Hey.. what happened to Part 1? Well.. that happened on my last home vacation and mostly on twitter.
This year I started again with doing art stuff and got right into it..
Doesn’t make much sense in both directions, but that’s names, I guess..
Somehow got into the idea of recreating agitprop like abstract thingies with SVG and modern, more hipsterish people instead of soviet working populace. Just something about the style, I guess..
First results are mixed, I’d say.. Result is so so, but I think I learned a lot doing it.
Drawing-Stuff on Youtube
I keep watching a lot of drawing and painting related tutorials on youtube and one of them is Alphonso Dunn’s channel on drawing things. I was trying to get into a more inky workflow and maaybe considering getting into actual coal drawings, but then I got stuck on my inability to draw and I watched a lot of stuff on Alphonso’s channel about cross-hatching but also other stuff. Like basic kind of lines, purpose of these lines etc. The cross-hatching went so so, I still have to learn a lot there I think, both on a physical level of actually doing it on my graphics tablet as well as reaching the consistency etc required for real good results. Slow progress..

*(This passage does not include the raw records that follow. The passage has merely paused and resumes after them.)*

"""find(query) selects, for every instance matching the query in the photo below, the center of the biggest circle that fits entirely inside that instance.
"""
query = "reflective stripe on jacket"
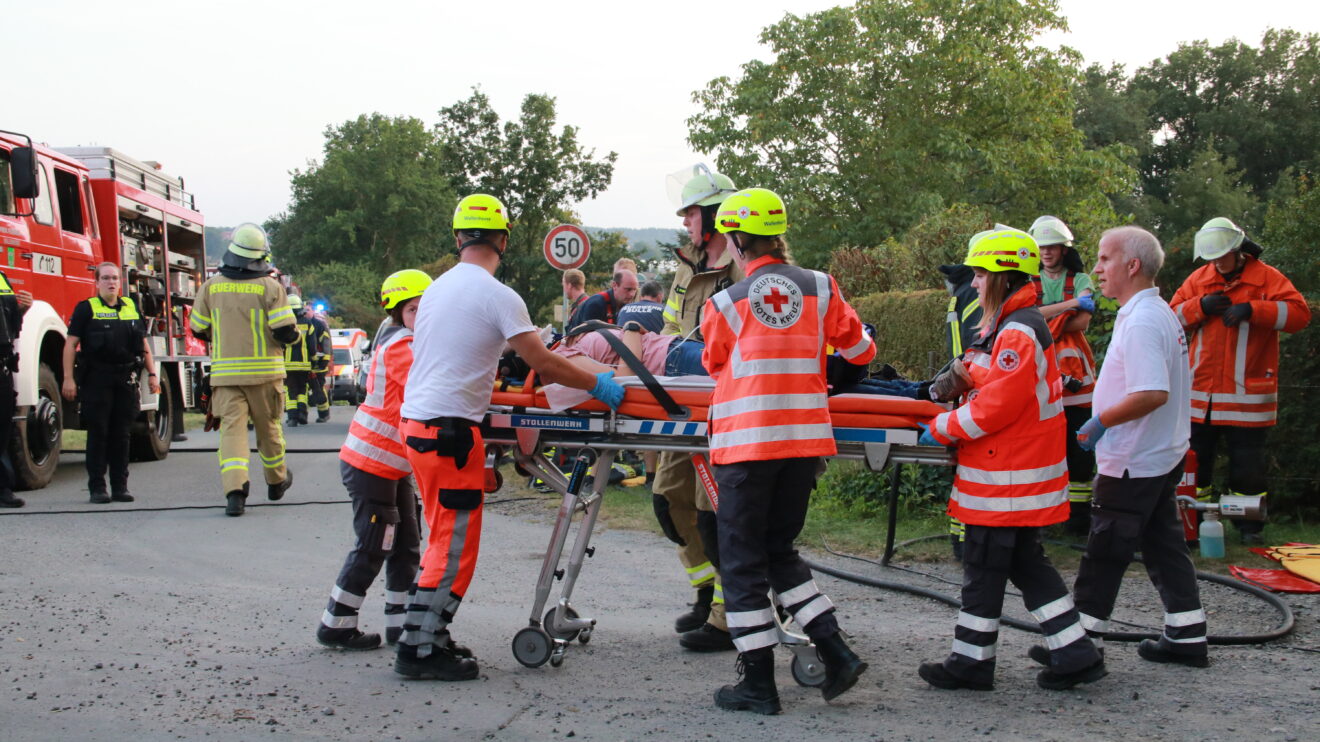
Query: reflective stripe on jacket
(238, 316)
(1010, 431)
(766, 339)
(1236, 370)
(374, 442)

Among all the concrete drawing stuff Alphonso talked about the communicative value of lines (and other elements) and somehow I never really had thought about it that way and at first I just found it interesting, but then later when I did the SVG work, which is not really that related at all, it kind of really clicked for me.

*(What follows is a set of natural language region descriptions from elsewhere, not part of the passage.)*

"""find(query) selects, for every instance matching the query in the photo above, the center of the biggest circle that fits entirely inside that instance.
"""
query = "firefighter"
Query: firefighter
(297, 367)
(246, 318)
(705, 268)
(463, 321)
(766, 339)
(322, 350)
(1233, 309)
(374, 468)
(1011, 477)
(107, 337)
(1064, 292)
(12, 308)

What is the purpose of the SVG shape I’m drawing here, what is it supposed to be, what does it communicate to the viewer?
Then I did another SVG piece, that really felt like a quantum leap for me in terms of what I feel I can accomplish with the medium of SVG vector art and more.

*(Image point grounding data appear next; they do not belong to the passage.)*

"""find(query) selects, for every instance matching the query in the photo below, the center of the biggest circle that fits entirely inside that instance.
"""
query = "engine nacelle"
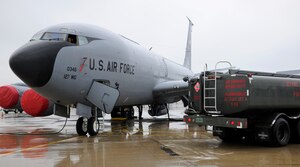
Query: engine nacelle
(10, 96)
(158, 110)
(35, 104)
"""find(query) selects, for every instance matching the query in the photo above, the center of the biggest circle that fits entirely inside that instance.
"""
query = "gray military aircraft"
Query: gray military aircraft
(94, 70)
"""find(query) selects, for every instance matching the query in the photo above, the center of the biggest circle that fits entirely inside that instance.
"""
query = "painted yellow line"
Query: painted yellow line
(37, 146)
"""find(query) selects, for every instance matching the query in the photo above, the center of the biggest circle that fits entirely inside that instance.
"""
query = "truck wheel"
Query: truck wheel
(93, 126)
(81, 127)
(281, 132)
(231, 135)
(297, 132)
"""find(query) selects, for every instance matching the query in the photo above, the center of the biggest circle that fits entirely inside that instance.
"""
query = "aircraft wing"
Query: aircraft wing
(170, 91)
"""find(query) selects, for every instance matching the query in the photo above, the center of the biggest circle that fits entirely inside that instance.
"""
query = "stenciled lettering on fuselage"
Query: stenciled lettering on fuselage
(111, 66)
(99, 65)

Except for that annoying piece of parseley, the whole thing us based on very simple, even imperfect shapes, but each element is something. The light part of this and that, the reflection of that and that, the anti-shadow there, the rim of that.
Each element was there in the initial reference material I looked at for the reflections etc, but it was there as a chaotic mishmash of oddly colored pixel noise. It takes me, the artist to reformulate them into shapes, into common areas that have a united purpose within the image.
And even though it is imperfect and wonky in places, and even if it looks very different from the references in the end, the brain will recognize the things communicated, will take the hints of color and value and recreate that ideal of the soup bowl in our heads.
I don’t know why I never thought of it that way before, and now that I do it seems so very obvious.